Schon jetzt hängen die meisten Studierenden stark von ihren Eltern ab. 89 Prozent werden mit durchschnittlich 435 Euro im Monat von ihren Eltern unterstützt, gut 12 Prozent leben ausschließlich vom Unterhalt der Eltern. Je älter die Studierenden werden, desto weniger steuern die Eltern allerdings bei.

Das durchschnittliche Monatseinkommen der Studierenden ist nicht opulent: Es liegt bei 767 Euro – in den alten Ländern allerdings bei 786 Euro, in den neuen Ländern nur bei 666 Euro. Und auch sonst ist die Kluft groß: Rund ein Viertel muss von weniger als 600 Euro im Monat leben – ein anderes Viertel hat jedoch mehr als 890 Euro. Der größte Teil des Geldes, über ein Drittel, fließt in die Miete. Wer im Studentenwohnheim lebt, zahlt dafür im Schnitt 181 Euro, wer allein in einer Wohnung wohnt 300 Euro.

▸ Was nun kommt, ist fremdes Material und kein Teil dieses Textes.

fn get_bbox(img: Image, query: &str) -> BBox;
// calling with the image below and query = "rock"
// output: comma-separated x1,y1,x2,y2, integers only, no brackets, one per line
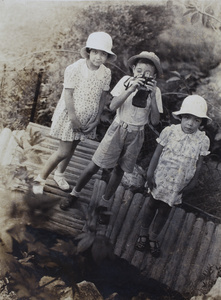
73,281,104,300
190,277,221,300
121,165,145,189
39,276,74,300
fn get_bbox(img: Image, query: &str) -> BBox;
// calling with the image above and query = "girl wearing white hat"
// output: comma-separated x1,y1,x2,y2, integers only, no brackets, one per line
33,32,116,194
135,95,210,257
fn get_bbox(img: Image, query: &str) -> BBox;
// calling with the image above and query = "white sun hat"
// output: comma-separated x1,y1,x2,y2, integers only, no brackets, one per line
172,95,211,120
81,31,117,62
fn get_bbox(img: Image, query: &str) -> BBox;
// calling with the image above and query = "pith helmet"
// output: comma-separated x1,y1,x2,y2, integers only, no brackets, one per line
128,51,163,76
81,32,117,62
173,95,211,120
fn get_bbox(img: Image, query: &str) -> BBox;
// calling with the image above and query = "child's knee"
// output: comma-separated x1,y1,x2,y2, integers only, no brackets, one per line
114,165,124,176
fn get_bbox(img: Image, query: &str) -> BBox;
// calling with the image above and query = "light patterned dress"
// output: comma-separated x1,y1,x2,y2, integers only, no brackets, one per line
50,59,111,141
151,124,210,206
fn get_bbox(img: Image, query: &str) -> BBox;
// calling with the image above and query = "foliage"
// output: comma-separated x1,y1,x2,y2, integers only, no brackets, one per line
184,0,221,30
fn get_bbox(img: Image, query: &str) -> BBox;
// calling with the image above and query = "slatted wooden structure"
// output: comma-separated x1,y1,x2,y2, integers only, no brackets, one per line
0,124,221,293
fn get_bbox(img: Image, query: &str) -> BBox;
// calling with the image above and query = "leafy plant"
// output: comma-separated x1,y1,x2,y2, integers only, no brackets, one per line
184,0,221,30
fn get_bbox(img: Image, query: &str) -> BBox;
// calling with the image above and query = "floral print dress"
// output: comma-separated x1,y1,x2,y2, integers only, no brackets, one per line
151,124,210,206
50,59,111,141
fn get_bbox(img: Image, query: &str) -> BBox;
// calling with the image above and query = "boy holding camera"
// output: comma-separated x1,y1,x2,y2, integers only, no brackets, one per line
60,51,163,224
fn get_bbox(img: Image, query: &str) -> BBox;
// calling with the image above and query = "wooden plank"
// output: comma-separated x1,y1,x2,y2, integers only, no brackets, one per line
106,185,125,239
188,221,215,290
110,190,133,244
173,218,204,292
115,194,143,256
121,193,149,262
148,207,185,280
201,224,221,280
162,213,196,287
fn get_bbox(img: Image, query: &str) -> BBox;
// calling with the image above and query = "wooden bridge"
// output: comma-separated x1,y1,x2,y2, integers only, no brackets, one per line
0,123,221,293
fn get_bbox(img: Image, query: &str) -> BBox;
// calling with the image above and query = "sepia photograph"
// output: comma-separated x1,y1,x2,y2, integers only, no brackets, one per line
0,0,221,300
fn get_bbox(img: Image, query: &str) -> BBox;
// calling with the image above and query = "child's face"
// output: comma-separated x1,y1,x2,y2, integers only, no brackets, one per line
133,62,156,79
89,49,108,69
181,114,202,134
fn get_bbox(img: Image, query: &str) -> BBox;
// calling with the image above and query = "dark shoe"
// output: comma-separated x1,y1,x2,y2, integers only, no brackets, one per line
135,235,149,252
95,206,112,225
149,240,160,258
60,195,78,210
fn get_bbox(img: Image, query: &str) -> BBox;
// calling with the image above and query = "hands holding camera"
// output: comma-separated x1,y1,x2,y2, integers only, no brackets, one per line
130,74,157,93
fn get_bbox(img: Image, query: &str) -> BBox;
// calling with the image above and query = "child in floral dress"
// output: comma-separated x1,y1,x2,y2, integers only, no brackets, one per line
33,32,116,194
135,95,210,257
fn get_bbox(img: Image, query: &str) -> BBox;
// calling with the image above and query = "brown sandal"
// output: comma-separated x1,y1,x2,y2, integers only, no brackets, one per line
149,240,160,258
60,195,78,210
135,235,149,252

Für Lernmittel geben Studierende durchschnittlich 37 Euro pro Monat aus. 44 Prozent der Studierenden haben ein Auto. 1991 hatten noch 53 Prozent der Studierenden ein Auto.

Müsste er nicht jobben, hätte der deutsche Durchschnittstudenten angenehme Arbeitszeiten: Er studiert 34 Stunden in der Woche – am Anfang 36 Stunden, ab dem 15. Semester nur noch 27 Stunden. Fächer wie Medizin, die besonders lernintensiv und „verschult“ sind, verlangen jedoch einen höheren Zeitaufwand als die Kulturwissenschaften. 15 Prozent der Befragten hatten ihr Studium bereits einmal unterbrochen. Davon sagten 25 Prozent, sie wollten „andere Erfahrungen sammeln“, 25 Prozent beriefen sich auf ihren Job, 21 Prozent auf „finanzielle Probleme“ (Mehrfachnennungen waren möglich). Für fast ein Drittel gab es aber noch einen anderen Grund: „Zweifel am Sinn des Studiums“.